As a child, Busa grew up in a household filled with jazz and soul music and began singing at 5 during family gatherings, though his parents discouraged him from pursuing music as a career.

In 2011, Busa obtained his bachelor's degree in hotel, restaurant and institutional management at De La Salle - College of Saint Benilde.

==Career==
In 2015, Busa joined To the Top, GMA Network's talent search for their newest boy band, where he made it to the grand finals. He received another opportunity with the company and had an acting contract with them for two years that did not include singing; he felt as if he were "left in the dark." Sometime after the competition, comedian Arnell Ignacio discovered one of Busa's karaoke videos on Facebook and began mentoring him at a time that he had become discouraged with the loss and without support from his parents.

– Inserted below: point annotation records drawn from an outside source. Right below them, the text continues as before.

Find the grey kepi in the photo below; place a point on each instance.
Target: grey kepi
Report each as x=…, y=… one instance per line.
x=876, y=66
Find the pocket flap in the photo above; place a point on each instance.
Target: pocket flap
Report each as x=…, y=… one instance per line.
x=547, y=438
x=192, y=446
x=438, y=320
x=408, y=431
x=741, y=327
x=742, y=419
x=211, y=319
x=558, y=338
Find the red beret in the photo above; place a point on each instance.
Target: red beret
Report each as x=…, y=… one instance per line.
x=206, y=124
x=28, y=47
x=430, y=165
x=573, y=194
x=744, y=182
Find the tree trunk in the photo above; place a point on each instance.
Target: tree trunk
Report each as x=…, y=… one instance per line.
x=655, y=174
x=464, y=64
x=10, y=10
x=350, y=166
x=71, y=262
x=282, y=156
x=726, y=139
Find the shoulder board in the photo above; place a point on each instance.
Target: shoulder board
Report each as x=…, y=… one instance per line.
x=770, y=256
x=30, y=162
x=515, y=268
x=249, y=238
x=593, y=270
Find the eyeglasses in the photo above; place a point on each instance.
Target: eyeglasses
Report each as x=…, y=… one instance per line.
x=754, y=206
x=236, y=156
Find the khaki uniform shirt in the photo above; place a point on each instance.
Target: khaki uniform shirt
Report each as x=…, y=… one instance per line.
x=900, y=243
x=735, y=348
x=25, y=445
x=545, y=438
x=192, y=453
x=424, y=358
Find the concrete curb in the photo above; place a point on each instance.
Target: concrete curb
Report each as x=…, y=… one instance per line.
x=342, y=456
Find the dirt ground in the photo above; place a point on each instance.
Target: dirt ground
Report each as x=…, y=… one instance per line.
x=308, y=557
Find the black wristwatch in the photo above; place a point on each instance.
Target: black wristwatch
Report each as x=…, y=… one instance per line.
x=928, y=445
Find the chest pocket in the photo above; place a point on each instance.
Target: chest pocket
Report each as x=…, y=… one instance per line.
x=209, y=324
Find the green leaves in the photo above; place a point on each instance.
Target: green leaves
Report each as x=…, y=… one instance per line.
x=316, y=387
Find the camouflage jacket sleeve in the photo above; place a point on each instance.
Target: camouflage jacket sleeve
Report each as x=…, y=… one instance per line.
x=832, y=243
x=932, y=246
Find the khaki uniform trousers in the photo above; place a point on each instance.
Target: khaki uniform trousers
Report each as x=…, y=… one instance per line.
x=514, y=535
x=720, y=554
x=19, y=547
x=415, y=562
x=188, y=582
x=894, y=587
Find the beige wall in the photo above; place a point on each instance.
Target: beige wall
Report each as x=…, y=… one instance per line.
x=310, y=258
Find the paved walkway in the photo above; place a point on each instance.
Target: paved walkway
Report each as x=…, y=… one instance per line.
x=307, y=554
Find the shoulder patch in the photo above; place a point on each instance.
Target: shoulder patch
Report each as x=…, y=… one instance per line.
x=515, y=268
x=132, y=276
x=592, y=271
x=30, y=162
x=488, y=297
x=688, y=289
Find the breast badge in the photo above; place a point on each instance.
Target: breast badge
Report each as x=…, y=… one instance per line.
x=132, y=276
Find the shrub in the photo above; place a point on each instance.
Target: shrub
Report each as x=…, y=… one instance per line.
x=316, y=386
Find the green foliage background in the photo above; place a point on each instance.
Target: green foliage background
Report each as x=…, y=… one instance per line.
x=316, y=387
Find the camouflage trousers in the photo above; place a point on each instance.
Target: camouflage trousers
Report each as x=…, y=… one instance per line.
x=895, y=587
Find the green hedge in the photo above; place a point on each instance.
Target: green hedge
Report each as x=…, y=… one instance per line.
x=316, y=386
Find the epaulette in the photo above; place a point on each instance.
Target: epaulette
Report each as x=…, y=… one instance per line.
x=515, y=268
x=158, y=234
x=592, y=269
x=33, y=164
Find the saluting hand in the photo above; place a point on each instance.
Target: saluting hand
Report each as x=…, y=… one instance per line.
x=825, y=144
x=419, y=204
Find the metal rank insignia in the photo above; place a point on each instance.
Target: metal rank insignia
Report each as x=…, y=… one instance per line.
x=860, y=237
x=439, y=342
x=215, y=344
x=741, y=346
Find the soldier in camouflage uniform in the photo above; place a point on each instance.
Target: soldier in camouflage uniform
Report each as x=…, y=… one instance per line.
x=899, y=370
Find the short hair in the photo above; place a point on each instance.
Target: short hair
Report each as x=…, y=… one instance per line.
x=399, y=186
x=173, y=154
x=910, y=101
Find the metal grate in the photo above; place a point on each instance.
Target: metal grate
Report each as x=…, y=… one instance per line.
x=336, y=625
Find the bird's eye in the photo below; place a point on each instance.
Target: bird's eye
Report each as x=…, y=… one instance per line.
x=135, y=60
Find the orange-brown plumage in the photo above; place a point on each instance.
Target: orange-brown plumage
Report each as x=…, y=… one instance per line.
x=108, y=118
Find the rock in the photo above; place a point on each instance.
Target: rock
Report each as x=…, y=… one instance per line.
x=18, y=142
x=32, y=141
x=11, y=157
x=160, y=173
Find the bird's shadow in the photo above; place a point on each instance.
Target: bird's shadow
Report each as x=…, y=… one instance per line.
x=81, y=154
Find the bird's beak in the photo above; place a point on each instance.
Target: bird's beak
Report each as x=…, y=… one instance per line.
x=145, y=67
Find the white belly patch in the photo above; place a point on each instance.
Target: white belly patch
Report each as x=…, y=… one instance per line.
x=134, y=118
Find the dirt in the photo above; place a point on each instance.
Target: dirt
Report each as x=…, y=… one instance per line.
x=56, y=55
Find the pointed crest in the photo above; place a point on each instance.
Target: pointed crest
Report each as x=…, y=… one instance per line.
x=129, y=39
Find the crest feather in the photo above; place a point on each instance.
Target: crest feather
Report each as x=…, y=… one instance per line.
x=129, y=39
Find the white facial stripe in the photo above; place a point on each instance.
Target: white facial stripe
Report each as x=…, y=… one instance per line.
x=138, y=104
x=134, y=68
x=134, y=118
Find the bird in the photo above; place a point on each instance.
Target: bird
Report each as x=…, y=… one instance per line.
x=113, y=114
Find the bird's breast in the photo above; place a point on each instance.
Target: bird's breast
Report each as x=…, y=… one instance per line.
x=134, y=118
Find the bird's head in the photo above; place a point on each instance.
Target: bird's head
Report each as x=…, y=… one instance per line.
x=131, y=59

In 2016, Busa played the role of Mocha, a guest character in GMA Network's TV series entitled Sa Piling ni Nanay starring Mark Herras, Katrina Halili and Yasmien Kurdi.

Busa's story of early discouragement and mentorship resurfaced when he auditioned for an international singing competition entitled Bolt of Talent in 2017, catching Michael Bolton's attention with its similarity to his own story. Busa went on to win as the grand champion in the finale held in Malaysia.

In 2019, Busa auditioned for Idol Philippines (the third incarnation of Philippine franchise of Idol) on ABS-CBN, where he sang "What You Won't Do For Love" by Bobby Caldwell. He finished as one of the top 3 finalists in the first season.